Here's your reality check.
It lasts about five minutes.
Then you go home. Thats when the awkward kicks in.
Think about it. You've spent months building up this reunion in your head, and your first night back together. But the truth is, it's awkward. You haven't seen each other in months. Touched each other in months. Had a natural conversation in months. Have lived almost as if the other person hasn't existed in months, because even though your thoughts are with them and you love them with all your heart, it's necessary to be normal.
Not to mention hubby probably has jet lag, and if there are kids its another story. He's got to be daddy too.
And he's different. You don't know what he's been through. You can't possible begin to understand it.
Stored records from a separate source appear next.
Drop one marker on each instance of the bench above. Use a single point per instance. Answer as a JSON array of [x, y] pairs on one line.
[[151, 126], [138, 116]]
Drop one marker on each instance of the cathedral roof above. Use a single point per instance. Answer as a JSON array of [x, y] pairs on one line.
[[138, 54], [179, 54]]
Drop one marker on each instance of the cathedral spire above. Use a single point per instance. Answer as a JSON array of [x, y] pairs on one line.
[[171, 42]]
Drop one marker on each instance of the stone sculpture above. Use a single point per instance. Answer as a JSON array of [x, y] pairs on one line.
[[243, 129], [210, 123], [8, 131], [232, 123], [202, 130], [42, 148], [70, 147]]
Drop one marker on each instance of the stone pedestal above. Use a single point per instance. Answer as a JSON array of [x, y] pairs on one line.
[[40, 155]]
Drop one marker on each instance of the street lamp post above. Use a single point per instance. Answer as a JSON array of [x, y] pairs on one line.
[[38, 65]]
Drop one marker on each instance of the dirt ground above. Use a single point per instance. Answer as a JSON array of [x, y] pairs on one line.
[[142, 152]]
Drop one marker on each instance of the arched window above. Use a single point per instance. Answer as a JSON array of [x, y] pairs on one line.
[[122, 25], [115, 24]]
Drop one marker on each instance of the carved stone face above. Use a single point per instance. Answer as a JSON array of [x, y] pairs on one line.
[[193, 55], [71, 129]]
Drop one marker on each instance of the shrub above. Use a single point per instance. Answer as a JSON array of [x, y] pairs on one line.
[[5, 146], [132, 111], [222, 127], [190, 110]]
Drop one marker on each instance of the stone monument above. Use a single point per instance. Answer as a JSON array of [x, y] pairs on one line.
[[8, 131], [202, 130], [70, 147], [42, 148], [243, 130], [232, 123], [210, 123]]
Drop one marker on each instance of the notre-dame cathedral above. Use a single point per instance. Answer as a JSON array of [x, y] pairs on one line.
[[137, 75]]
It takes days, sometimes weeks to get used to each other again- everything from conversation to being sexual. Remember the first time you kiss somebody and it's just a little weird because you've never kissed them before? Who goes right, left?
Just like that, back to square one.
If you've been in a long distance relationship, going months without seeing each other, you might understand this.
About a week ago, I read this article about how the homecoming is not the fairytale you see on TV, and it really resonated with me.
Though my experience hasn't been as hard as those with spouses overseas, I've gotten a taste.
While Dear Husband was in training, we spent three months apart. Not only did we not see each other, we weren't allowed to communicate very much. I wrote him one letter every day during that entire period. I received 4 in return. Forget skype, texting, emails, and phone calls. I was told he was going to get to call me on Sundays and Wednesdays, and for 5 weeks on those days I'd sob onto my poor cat when I realized, once again, no phone call would come. Eventually, I had to pull myself out of the funk. I had to move on, keep him a very warm memory, but act almost as if he didn't exist.
When we finally saw each other again, it was that magical TV reunion.
I flew to meet him. The entire four hour flight I sat rigid in my seat. On the tram ride I shook violently and felt like I was going to vomit- a sickening combo of nervous, excited, and fear. I expected him to meet me outside the terminal in his car, and I almost walked right by him in the baggage claim because I was so focused on keeping myself together.
When I noticed him standing there I dropped everything and ran, jumped up, and wrapped my legs around him. We had a mini make out sesh right there in front of everybody while I cried and shook in his arms. If he'd been in his uniform I bet people would have clapped.
But then life moves on. Things seemed normal. We went to dinner, I had a thousand questions. I couldn't put my finger on it, but he was different. We were different. It wasn't a bad thing, we just were.
Shortly after we spent almost two weeks in a car driving across the country, and at one point I realized, I didn't know what to say anymore. I didn't know what to talk about and I even felt a little weird. Even kissing felt weird. After several days cooped up in the car things returned to normal, but I'll never forget that unsettling feeling when we first got into the car and I didn't know what to say.
When I look at all the videos on buzzfeed, all I see are months of pain, a five minute fairy tale, weirdness to come, and feel incredibly misunderstood by the non-military community.
It was the first time I really understood what it means it be an army wife.